Inflazione nel settore alimentare Valore di crescita 6 volte sopra la media
La crescita dei prezzi degli alimentari dell'1,2% è senza alcuna giustificazione di 6 volte superiore al valore medio dell'inflazione (+0,2%) con lo scandaloso aumento del 2,3% dei vegetali freschi che sono pagati agli agricoltori su valori dimezzati rispetto allo scorso anno. Sotto accusa la Gdo
La crescita tendenziale dei prezzi degli alimentari dell'1,2% è senza alcuna giustificazione di 6 volte superiore al valore medio dell'inflazione (+0,2%) con lo scandaloso aumento del 2,3% dei vegetali freschi che sono pagati oggi agli agricoltori su valori dimezzati rispetto allo scorso anno. è quanto afferma la Coldiretti nel commentare i dati relativi all'inflazione nel mese di agosto pubblicati dall'Istat che evidenziano una ripresa su base annua dello 0,2%. I prezzi pagati agli agricoltori per i prodotti agricoli in campagna sono in forte calo per tutte le categorie e di conseguenza l'andamento crescente dei prezzi al consumo degli alimenti non è giustificabile se non con la presenza di manovre speculative.
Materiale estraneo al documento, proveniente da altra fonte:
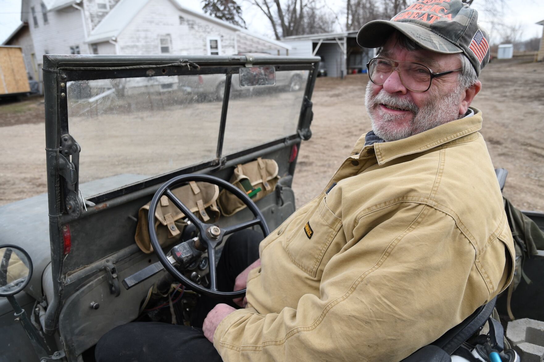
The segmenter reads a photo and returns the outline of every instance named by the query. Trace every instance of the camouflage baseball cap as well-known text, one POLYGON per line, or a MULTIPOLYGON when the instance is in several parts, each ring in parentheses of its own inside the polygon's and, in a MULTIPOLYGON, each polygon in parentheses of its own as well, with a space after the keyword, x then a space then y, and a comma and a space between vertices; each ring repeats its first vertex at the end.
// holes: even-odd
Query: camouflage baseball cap
POLYGON ((464 53, 478 76, 489 62, 489 36, 478 26, 478 11, 461 0, 419 0, 390 21, 365 24, 357 34, 357 42, 377 48, 395 30, 433 52, 464 53))

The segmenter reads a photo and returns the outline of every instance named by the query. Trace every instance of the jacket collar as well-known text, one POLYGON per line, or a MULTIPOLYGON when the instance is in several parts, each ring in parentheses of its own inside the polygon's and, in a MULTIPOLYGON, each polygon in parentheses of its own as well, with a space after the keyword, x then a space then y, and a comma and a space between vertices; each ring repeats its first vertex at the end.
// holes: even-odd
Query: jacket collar
POLYGON ((472 117, 452 121, 398 141, 374 143, 378 164, 381 165, 399 157, 423 152, 478 132, 481 129, 481 111, 471 108, 474 111, 472 117))

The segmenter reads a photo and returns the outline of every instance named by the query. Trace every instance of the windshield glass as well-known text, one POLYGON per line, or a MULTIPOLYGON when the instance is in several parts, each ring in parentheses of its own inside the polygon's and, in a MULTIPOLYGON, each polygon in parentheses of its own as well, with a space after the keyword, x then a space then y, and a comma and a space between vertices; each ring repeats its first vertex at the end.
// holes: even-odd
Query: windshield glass
MULTIPOLYGON (((295 134, 308 73, 276 72, 274 85, 244 88, 233 74, 221 154, 295 134)), ((226 79, 214 74, 67 82, 69 132, 81 147, 84 197, 220 157, 226 79)))
POLYGON ((110 179, 113 189, 214 158, 222 102, 207 98, 214 95, 212 84, 225 77, 69 82, 70 132, 82 148, 80 184, 123 175, 110 179))
POLYGON ((276 72, 274 86, 241 88, 232 76, 223 154, 296 133, 308 71, 276 72))

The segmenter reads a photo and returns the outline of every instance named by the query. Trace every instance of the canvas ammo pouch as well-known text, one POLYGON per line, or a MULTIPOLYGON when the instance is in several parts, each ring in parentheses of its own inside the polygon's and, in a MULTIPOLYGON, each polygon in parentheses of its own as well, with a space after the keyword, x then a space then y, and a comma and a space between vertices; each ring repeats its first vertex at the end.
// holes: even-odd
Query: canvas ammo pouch
MULTIPOLYGON (((220 213, 217 201, 219 188, 217 185, 190 181, 188 185, 172 190, 172 192, 202 221, 211 223, 219 220, 220 213)), ((148 254, 153 251, 147 225, 150 203, 140 208, 134 235, 138 247, 148 254)), ((155 211, 155 230, 161 246, 166 246, 181 238, 183 228, 187 225, 184 218, 185 215, 166 196, 160 198, 155 211)))
MULTIPOLYGON (((277 172, 275 161, 259 157, 255 161, 238 165, 230 182, 253 201, 257 201, 274 190, 280 178, 277 172)), ((245 207, 242 201, 231 192, 223 190, 219 194, 219 208, 225 216, 233 215, 245 207)))

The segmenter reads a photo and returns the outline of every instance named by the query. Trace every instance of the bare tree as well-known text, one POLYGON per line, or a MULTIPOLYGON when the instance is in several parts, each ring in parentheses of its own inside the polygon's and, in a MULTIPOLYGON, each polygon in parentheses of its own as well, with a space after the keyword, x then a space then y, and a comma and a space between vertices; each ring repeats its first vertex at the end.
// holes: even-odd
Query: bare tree
POLYGON ((517 44, 521 40, 523 35, 523 26, 521 23, 514 24, 501 24, 498 27, 500 41, 501 43, 517 44))
POLYGON ((268 18, 276 39, 332 31, 334 19, 317 0, 248 0, 268 18))
POLYGON ((246 27, 242 8, 235 0, 203 0, 202 3, 204 13, 227 23, 246 27))

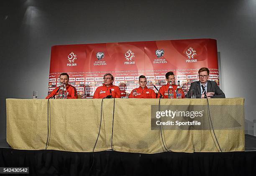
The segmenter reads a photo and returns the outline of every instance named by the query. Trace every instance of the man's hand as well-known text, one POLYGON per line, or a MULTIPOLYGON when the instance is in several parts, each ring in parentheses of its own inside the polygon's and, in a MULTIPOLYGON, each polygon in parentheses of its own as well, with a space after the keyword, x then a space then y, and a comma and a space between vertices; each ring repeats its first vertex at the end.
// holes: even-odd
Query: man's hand
MULTIPOLYGON (((207 98, 211 98, 211 97, 213 96, 215 93, 212 92, 210 92, 206 93, 206 96, 207 96, 207 98)), ((205 94, 202 94, 201 98, 205 98, 205 94)))
POLYGON ((55 99, 59 99, 58 95, 55 95, 55 99))

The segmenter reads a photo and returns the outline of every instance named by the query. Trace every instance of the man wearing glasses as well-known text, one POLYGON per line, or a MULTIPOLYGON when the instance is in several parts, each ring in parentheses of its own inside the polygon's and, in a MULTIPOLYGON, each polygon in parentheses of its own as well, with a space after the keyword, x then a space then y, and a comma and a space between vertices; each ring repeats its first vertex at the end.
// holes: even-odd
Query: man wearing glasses
MULTIPOLYGON (((166 81, 167 81, 167 84, 164 85, 162 86, 160 89, 159 92, 161 93, 162 95, 164 97, 164 98, 168 98, 168 89, 169 89, 169 86, 170 86, 170 82, 172 83, 172 86, 173 88, 174 92, 174 98, 177 98, 177 94, 175 90, 177 89, 177 85, 175 84, 175 76, 174 73, 172 71, 168 72, 165 74, 165 78, 166 79, 166 81)), ((160 94, 158 93, 157 94, 157 98, 159 98, 161 96, 160 94)), ((182 90, 182 98, 184 98, 184 92, 182 90)))
POLYGON ((198 71, 199 81, 191 83, 187 93, 187 97, 191 97, 192 90, 195 90, 196 98, 225 98, 225 94, 215 81, 208 81, 210 71, 206 67, 202 67, 198 71), (205 96, 206 95, 206 96, 205 96))
POLYGON ((113 75, 110 73, 105 74, 103 79, 102 86, 96 89, 93 95, 93 98, 120 98, 120 88, 118 86, 113 85, 113 75))

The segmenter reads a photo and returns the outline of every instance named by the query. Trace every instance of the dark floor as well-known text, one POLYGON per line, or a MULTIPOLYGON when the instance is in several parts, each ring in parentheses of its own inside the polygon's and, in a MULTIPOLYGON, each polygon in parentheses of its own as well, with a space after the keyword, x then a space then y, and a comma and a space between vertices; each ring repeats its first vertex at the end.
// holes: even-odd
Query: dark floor
MULTIPOLYGON (((0 140, 0 147, 10 147, 6 142, 6 139, 0 140)), ((256 151, 256 136, 245 135, 245 150, 256 151)))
Per frutta e ortaggi le poche decine di centesimi pagate agli agricoltori si trasformano in euro sui banchi di vendita per la presenza di pesanti distorsioni nel passaggio degli alimenti dal campo alla tavola che danneggiano consumatori e imprese agricole alle quali vengono riconosciuti compensi che non coprono i costi.
Sotto accusa per la Coldiretti c'è la grande distribuzione organizzata, attraverso la quale transita la maggioranza della frutta e verdura italiana e che è stata oggetto anche di un intervento del Parlamento europeo secondo il quale tra i fattori che influenzano il meccanismo di trasmissione dei prezzi e il divario dei prezzi alla produzione e al consumo, vi è anche 'il comportamento commerciale degli operatori lungo la catena di approvvigionamento”. Una situazione che rende i prezzi al consumo per gli alimentari in media cinque volte più alti di quelli alla produzioni.
Il Parlamento esprime preoccupazione per i casi in cui la grande distribuzione sfrutta il suo potere di mercato attraverso 'termini di pagamento eccessivi, contributi per l'immissione nel listino e per lo spazio sugli scaffali, le minacce di escludere prodotti dalla vendita, gli sconti retroattivi su beni già venduti, i contributi ingiustificati alle spese pubblicitarie oppure l'insistenza sulla fornitura esclusiva” mentre suggerisce anche l'adozione di politiche che favoriscano un contatto più diretto tra consumatori e produttori locali come ad esempio, di promuovere aree destinate alla vendita diretta dei prodotti agricoli.
La relazione approvata dal Parlamento europeo sollecita l'apertura di un'indagine sulle concentrazioni di mercato e sui cartelli nel settore del commercio al dettaglio, nonché l'applicazione di sanzioni in caso di irregolarità. Il Parlamento suggerisce l'adozione di politiche che favoriscano un contatto più diretto tra consumatori e produttori locali come le vendite dirette degli agricoltori e i farmers market che grazie all'impegno della Coldiretti coinvolgono già in Italia oltre 60mila imprese agricole e centinaia di piccoli e grandi centri.